Role of hematin and sodium nitroprusside in regulating Brassica nigra seed germination under nanosilver and silver nitrate stresses

• Toxicity of AgNPs was more pronounced than AgNO3 in Brassica nigra.
• Low concentration of AgNPs or AgNO3 increased HO-1 expression.
• High concentration of AgNPs or AgNO3 suppressed HO-1 expression.
• Hematin and SNP improved seed germination under AgNPs or AgNO3 and ZnPPIX or cPTIO reversed their effect.
• Crosstalk between endogenous HO and NO is needed to alleviate AgNPs toxicity.

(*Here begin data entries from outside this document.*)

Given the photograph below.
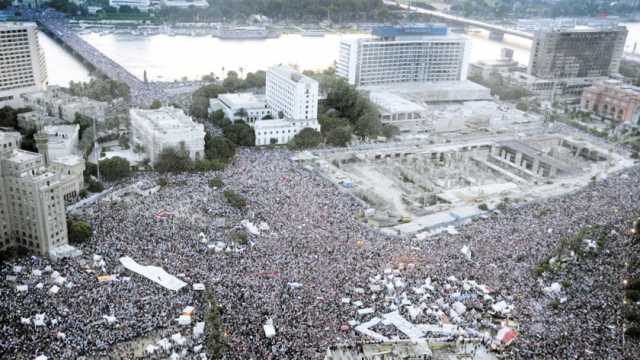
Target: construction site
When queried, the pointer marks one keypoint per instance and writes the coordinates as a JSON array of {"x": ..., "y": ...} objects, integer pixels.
[{"x": 428, "y": 183}]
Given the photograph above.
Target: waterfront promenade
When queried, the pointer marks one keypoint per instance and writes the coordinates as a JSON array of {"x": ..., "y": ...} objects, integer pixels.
[{"x": 142, "y": 94}]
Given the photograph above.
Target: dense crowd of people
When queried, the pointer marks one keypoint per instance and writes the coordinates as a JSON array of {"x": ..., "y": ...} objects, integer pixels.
[
  {"x": 314, "y": 240},
  {"x": 142, "y": 93}
]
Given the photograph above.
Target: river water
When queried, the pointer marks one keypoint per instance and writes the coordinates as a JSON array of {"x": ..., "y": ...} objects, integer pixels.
[{"x": 168, "y": 58}]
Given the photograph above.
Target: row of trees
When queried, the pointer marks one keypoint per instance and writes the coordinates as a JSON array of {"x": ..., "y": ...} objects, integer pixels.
[
  {"x": 501, "y": 9},
  {"x": 100, "y": 89},
  {"x": 302, "y": 10}
]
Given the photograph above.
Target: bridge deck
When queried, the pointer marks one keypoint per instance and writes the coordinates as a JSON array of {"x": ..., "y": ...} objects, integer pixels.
[{"x": 141, "y": 93}]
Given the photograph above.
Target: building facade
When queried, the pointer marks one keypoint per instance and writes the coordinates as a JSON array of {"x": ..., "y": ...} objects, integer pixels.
[
  {"x": 167, "y": 127},
  {"x": 142, "y": 5},
  {"x": 32, "y": 200},
  {"x": 247, "y": 107},
  {"x": 577, "y": 53},
  {"x": 55, "y": 102},
  {"x": 613, "y": 100},
  {"x": 22, "y": 63},
  {"x": 291, "y": 94},
  {"x": 417, "y": 53},
  {"x": 62, "y": 140}
]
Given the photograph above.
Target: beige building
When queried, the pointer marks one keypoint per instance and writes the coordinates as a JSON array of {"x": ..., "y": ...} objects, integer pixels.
[
  {"x": 614, "y": 101},
  {"x": 22, "y": 65},
  {"x": 32, "y": 198}
]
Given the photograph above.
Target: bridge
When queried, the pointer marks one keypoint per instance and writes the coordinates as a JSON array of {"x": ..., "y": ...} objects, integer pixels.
[
  {"x": 497, "y": 32},
  {"x": 55, "y": 25}
]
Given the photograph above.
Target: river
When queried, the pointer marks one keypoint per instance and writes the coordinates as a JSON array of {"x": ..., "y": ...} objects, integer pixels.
[{"x": 168, "y": 58}]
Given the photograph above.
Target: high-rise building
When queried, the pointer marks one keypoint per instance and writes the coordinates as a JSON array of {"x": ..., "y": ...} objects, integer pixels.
[
  {"x": 398, "y": 54},
  {"x": 22, "y": 64},
  {"x": 32, "y": 198},
  {"x": 292, "y": 94},
  {"x": 577, "y": 53}
]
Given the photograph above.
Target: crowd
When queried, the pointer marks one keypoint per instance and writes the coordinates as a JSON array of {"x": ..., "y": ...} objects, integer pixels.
[
  {"x": 314, "y": 240},
  {"x": 142, "y": 93}
]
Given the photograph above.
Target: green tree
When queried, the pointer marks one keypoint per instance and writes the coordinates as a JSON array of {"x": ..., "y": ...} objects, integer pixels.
[
  {"x": 115, "y": 168},
  {"x": 306, "y": 138},
  {"x": 235, "y": 200},
  {"x": 217, "y": 343},
  {"x": 173, "y": 160},
  {"x": 240, "y": 134},
  {"x": 390, "y": 131},
  {"x": 216, "y": 182},
  {"x": 340, "y": 136},
  {"x": 232, "y": 82},
  {"x": 200, "y": 99},
  {"x": 78, "y": 231},
  {"x": 219, "y": 148},
  {"x": 156, "y": 104}
]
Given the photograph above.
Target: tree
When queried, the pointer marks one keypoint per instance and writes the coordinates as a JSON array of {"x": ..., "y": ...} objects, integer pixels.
[
  {"x": 219, "y": 148},
  {"x": 390, "y": 131},
  {"x": 115, "y": 168},
  {"x": 340, "y": 136},
  {"x": 235, "y": 200},
  {"x": 200, "y": 99},
  {"x": 216, "y": 182},
  {"x": 240, "y": 134},
  {"x": 232, "y": 82},
  {"x": 217, "y": 343},
  {"x": 173, "y": 160},
  {"x": 156, "y": 104},
  {"x": 306, "y": 138},
  {"x": 78, "y": 231}
]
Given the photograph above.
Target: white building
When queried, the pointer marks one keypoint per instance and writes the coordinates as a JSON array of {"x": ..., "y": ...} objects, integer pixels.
[
  {"x": 55, "y": 102},
  {"x": 63, "y": 140},
  {"x": 185, "y": 4},
  {"x": 32, "y": 199},
  {"x": 243, "y": 106},
  {"x": 22, "y": 63},
  {"x": 279, "y": 131},
  {"x": 398, "y": 111},
  {"x": 142, "y": 5},
  {"x": 291, "y": 94},
  {"x": 417, "y": 53},
  {"x": 291, "y": 101},
  {"x": 167, "y": 127}
]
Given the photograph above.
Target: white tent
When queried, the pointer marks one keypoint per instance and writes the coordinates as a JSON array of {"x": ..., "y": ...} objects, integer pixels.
[
  {"x": 269, "y": 329},
  {"x": 153, "y": 273}
]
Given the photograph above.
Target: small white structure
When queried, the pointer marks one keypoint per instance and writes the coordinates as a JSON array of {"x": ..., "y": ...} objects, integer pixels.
[
  {"x": 166, "y": 127},
  {"x": 248, "y": 107},
  {"x": 398, "y": 111},
  {"x": 280, "y": 131},
  {"x": 292, "y": 94},
  {"x": 63, "y": 140},
  {"x": 185, "y": 4},
  {"x": 142, "y": 5}
]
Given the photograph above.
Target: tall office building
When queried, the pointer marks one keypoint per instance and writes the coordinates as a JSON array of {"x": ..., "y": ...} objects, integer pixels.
[
  {"x": 398, "y": 54},
  {"x": 22, "y": 64},
  {"x": 292, "y": 94},
  {"x": 577, "y": 53},
  {"x": 32, "y": 198}
]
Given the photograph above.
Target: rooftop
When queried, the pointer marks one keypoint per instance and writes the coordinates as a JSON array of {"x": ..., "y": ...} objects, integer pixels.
[
  {"x": 411, "y": 30},
  {"x": 69, "y": 160},
  {"x": 288, "y": 72},
  {"x": 22, "y": 156},
  {"x": 243, "y": 100},
  {"x": 12, "y": 25},
  {"x": 164, "y": 119},
  {"x": 394, "y": 103},
  {"x": 61, "y": 131}
]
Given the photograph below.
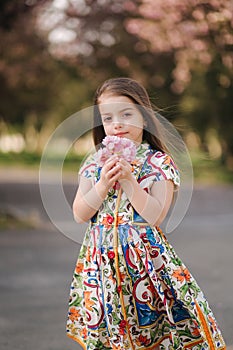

Silver nanoparticles (AgNPs) are one of the most widely used nanomaterials, although the mechanisms of AgNP toxicity in terrestrial plants is still unclear. We compared the toxic effects of AgNPs and AgNO3 on Brassica nigra seed germination at physiological and molecular levels. Both AgNPs and AgNO3 inhibited seed germination, lipase activity, soluble and reducing sugar contents in germinating seeds and seedlings. These reductions were more pronounced in AgNP treatments than AgNO3 treatments. Application of 200–400 mg/L both AgNPs and AgNO3 increased transcription of heme oxygenase-1. However, at 800, 1600 mg/L, AgNPs or AgNO3 suppressed HO-1 expression. At 400 mg/L, AgNPs or AgNO3-induced inhibitory effects on seed germination and were ameliorated by the HO-1 inducer, hematin, or NO donor, sodium nitroprusside (SNP). Additionally, 4 μM hematin and 400 μM SNP were able to markedly boost the HO/NO system. However, the addition of the HO-1 inhibitor (ZnPPIX) or the specific scavenger of NO (cPTIO) not only reversed the protective effects conferred by hematin, but also blocked the up-regulation of HO activity. In addition, hematin-drived NO production in B. niger seeds under AgNPs was confirmed. Our results at physiological and molecular levels suggested that AgNPs were more toxic than AgNO3. Based on these results, for the first time, we suggest that endogenous HO is needed to alleviate AgNPs-induced germination inhibition, which might have a possible interaction with NO.